TERÖRLE MÜCADELEDE YENİ SAFHA

Terör örgütleri, uzun yıllardır Türkiye’nin içte ve dışta ilerlemesine engel olmak için kullanılan taşeronlar oldu. Türkiye, terör belasını defetmek ve bölgede barış ve istikrarı temin etmek için büyük mücadeleler verdi. 15 Temmuz 2016’da FETÖ’nün hain darbe girişimine karşı verilen mücadele, Türkiye için terörle mücadelede yeni bir dönemi başlattı. Bu sürecin ardından güvenlik güçlerinin Türkiye’nin içindeki tüm terör yapılanmalarına ve Türk Silahlı Kuvvetleri’nin güney sınırlarımız dışında Suriye ve Irak’ta barınan PKK ve DEAŞ’a karşı düzenlediği operasyon ve harekatlar büyük başarılar getirdi.
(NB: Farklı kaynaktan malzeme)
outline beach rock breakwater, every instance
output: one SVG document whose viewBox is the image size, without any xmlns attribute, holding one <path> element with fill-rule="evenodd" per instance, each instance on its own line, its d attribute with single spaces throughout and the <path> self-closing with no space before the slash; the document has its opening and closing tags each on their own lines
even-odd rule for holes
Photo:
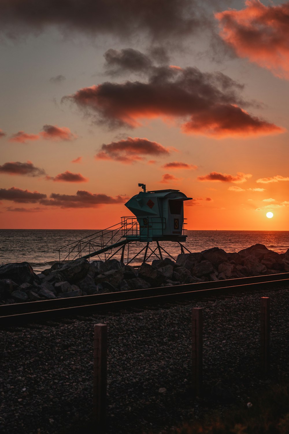
<svg viewBox="0 0 289 434">
<path fill-rule="evenodd" d="M 278 253 L 260 244 L 227 253 L 213 247 L 143 263 L 138 269 L 116 259 L 55 263 L 36 274 L 28 262 L 0 266 L 0 303 L 10 304 L 289 273 L 289 249 Z"/>
</svg>

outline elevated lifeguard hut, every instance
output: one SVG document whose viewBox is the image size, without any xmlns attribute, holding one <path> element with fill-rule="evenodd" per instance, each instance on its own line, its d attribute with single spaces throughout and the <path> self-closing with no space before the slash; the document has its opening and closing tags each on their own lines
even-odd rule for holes
<svg viewBox="0 0 289 434">
<path fill-rule="evenodd" d="M 139 184 L 139 187 L 143 191 L 134 196 L 125 205 L 136 216 L 139 227 L 139 240 L 185 241 L 187 236 L 183 231 L 184 201 L 192 198 L 187 197 L 179 190 L 146 191 L 145 184 Z M 128 239 L 130 236 L 128 235 Z"/>
<path fill-rule="evenodd" d="M 162 259 L 162 252 L 174 260 L 170 253 L 160 244 L 162 241 L 177 243 L 182 253 L 184 253 L 184 249 L 189 252 L 182 243 L 185 241 L 187 237 L 184 228 L 186 224 L 184 222 L 185 220 L 184 202 L 192 198 L 187 197 L 179 190 L 146 191 L 145 184 L 139 184 L 139 187 L 142 187 L 143 191 L 125 204 L 134 216 L 122 217 L 120 223 L 61 248 L 59 261 L 95 256 L 105 261 L 121 251 L 119 253 L 120 260 L 124 262 L 125 257 L 125 262 L 128 264 L 144 250 L 143 262 L 147 261 L 153 255 Z M 146 243 L 144 246 L 143 243 Z M 154 249 L 150 245 L 151 243 L 156 244 Z M 126 247 L 127 254 L 125 255 Z M 130 257 L 130 249 L 131 257 Z"/>
</svg>

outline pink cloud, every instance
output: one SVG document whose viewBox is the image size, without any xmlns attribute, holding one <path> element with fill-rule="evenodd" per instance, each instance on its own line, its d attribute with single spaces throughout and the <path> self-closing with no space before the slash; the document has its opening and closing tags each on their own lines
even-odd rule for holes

Bugün Türkiye, ülke sınırları içinde terör tehdidini büyük ölçüde bertaraf etmiş, sınırları dışındaki terör örgütlerini de büyük ölçüde engellemiştir. Hatta öyle ki; Suriye ve Irak sınırında kimin koruduğuna bakmadan terör örgütlerini vurmuş, İsveç ve Finlandiya gibi ülkeler başta olmak üzere Türkistan coğrafyasından Pakistan’a terörle mücadelenin sınırlarını genişletmiştir. 2023 yılında Türkiye’nin Suriye’de uzun zamandır sürdürdüğü güvenli bölge oluşturma stratejisini tamamlaması beklenmektedir. Ayrıca İsveç ve Finlandiya’nın NATO’ya üyelikleri konusunda Türkiye’nin terörle mücadelede dayanışma beklentisi görmek üzere başlattığı sürecin ivmelenerek güçlenmesi muhtemeldir.

TAM BAĞIMSIZ DIŞ POLİTİKA

Türkiye, terörle başarılı mücadelesinin, savunma sanayindeki ilerlemelerin ve teknolojik yatırımlarının bir sonucu olarak her geçen gün Türkiye merkezli dış politikasını güçlendirmektedir. Bu anlamda Türkiye’nin güvenlik ve barış mimarisini yakın çevreden uzak çevreye doğru stratejik bir çerçeve içinde ilerletmeye çalıştığı ve bu noktada önemli mesafeler kaydettiği görülmektedir. Libya, Karabağ, Suriye ve Doğu Akdeniz’de yürütülen milli politikalar, Ortadoğu ülkeleri ile ilişkilerin normalleşmesi, Afrika ülkeleri ile ilişkilerin ivmelenerek gelişmesi ve dünyadaki en büyük kriz haline gelen Rusya-Ukrayna Savaşı’nda Türkiye’nin ara bulucu olması gibi gelişmeler, Türk dış politikasında tam bağımsızlık yolunda önemli göstergeler olmuştur. Türkiye, Rusya-Ukrayna Savaşı’nda barışın tesisi için en güçlü potansiyele sahip aktördür. Bu anlamda başlangıcından bu yana savaşın karşısında tavır alan ancak diplomasinin sürmesi için Rusya ile ilişkilerini sürdüren Türkiye, savaşın tarafları arasında yer almamış ve dünyaya üçüncü bir yol olduğunu göstermiştir. 2023 yılı, bu üçüncü yolun diğer aktörler tarafından benimsenen bir yol olmasına namzet bir zaman dilimidir.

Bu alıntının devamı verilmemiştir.